From Egypt to Ann Arbor: The Building of the Papyrus Collection

At this point it may be worthwhile to explain just what is meant by the term papyrus, which is the source of our word paper. It has three common meanings. First, it is applied to the reed, Cyperus papyrus, native to the swamps of Egypt and the Sudan; secondly, to the paper made from the pith of this reed; and thirdly, to any bit of writing found on a piece of papyrus paper. Thus, a papyrus may be a single sheet or a fragment of one, a roll of sheets glued together, a book of leaves of papyrus paper, or the written content of any one of the above.

Paper was made from the papyrus plant as follows. Narrow strips were first cut from the pith of a reed of appropriate size. Three methods for cutting the papyrus pith have been postulated: the Ragab method, by which the pith is cut from one side only, the Corrado Bastile method, where cuts from all three sides are made, and finally the Hendricks method of unpeeling. Thus:

Then, while still fresh, a number of these strips of like length and width were laid parallel to each other, with slight overlaps, on a wet table to form a mat of the desired size. A second similar mat was laid above the first with the upper strips at right angles to the lower. The two layers were then bonded to each other and formed a single sheet.

After being dried and smoothed, the sheet was ready for use, and one could write on either or both sides of it. Prepared in this way and given proper protection from dampness and other destructive forces, papyri have lasted in excellent condition for hundreds of years, and in not a few cases for well over three thousand years. In Greek and Roman times the ink used for writing on papyrus was made from lamp-black, gum arabic and water; if red ink was desired, iron filings were added to its ingredients. Pens were hollow reeds. shaped and split like our quill pens.

From the third century B.C. papyrus became the chief writing material in the world of the Greeks and Romans. Its use declined in Europe after the Arab conquest of Egypt in A.D. 641, but persisted in the Near East for a long time. It was between the middle of the tenth and the middle of the eleventh century that its manufacture ceased for good, owing to over-exploitation of the papyrus beds and, more important, the competition of the cheaper rag paper introduced by the Arabs from the Far East. The ostraca, to which reference has been made above, are broken pieces of pottery used as a cheap form of writing material in the eastern Mediterranean area. For the most part, they comprise receipts and other short business documents, private letters, and memoranda of various sorts.

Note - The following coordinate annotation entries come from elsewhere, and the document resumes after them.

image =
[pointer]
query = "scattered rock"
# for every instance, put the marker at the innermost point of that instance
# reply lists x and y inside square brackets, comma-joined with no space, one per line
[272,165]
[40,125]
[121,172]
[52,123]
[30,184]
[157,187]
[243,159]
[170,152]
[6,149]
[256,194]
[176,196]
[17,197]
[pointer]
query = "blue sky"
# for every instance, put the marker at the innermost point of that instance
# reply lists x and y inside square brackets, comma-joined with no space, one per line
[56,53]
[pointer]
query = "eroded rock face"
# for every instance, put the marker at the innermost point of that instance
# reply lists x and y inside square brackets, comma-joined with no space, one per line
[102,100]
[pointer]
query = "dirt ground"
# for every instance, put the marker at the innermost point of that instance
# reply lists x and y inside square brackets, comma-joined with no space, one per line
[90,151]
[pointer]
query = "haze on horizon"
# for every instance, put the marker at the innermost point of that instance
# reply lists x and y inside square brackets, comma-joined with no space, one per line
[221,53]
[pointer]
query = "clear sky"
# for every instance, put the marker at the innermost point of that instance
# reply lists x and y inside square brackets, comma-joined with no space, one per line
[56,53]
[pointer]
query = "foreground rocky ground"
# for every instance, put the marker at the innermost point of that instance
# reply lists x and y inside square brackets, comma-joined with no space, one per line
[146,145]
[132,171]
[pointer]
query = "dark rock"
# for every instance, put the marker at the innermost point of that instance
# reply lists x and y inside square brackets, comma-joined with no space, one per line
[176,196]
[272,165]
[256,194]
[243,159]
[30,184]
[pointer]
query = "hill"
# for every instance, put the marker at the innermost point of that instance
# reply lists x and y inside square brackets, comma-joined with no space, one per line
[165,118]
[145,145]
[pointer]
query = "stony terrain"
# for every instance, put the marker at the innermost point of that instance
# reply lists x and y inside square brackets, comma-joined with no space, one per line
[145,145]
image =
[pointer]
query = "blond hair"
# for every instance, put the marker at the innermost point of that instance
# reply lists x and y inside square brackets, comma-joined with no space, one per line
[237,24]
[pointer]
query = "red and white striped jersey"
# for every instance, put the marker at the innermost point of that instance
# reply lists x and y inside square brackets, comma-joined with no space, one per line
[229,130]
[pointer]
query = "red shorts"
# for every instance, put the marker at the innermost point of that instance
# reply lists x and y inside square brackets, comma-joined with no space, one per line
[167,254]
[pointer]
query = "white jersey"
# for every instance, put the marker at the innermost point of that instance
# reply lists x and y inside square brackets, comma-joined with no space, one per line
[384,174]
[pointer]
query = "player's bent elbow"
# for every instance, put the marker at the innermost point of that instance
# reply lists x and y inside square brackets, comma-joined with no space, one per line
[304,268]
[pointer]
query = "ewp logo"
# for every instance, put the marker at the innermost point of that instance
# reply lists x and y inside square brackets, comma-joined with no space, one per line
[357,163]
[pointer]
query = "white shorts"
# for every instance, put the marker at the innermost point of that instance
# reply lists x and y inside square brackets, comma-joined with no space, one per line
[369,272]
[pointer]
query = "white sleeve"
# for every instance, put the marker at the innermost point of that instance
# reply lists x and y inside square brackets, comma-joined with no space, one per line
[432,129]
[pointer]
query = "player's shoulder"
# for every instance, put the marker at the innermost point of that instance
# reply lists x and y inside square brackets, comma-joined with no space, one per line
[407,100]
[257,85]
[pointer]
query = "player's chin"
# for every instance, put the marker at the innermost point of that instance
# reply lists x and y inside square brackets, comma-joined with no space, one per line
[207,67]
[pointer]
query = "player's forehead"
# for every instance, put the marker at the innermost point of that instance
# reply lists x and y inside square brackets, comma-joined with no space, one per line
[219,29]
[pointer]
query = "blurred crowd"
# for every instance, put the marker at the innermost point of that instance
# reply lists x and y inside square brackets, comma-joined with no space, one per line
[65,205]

Although the use of papyrus for writing purposes was so widespread, it is only in Egypt that papyri have survived in great numbers. The dry climate and dry soil in Egypt above the Delta and outside the irrigated area have combined to protect from rotting not only the papyri carefully buried in tombs but also those which were abandoned in deserted towns and villages, whether in the buildings themselves or, as was more usual in courtyards and refuse heaps.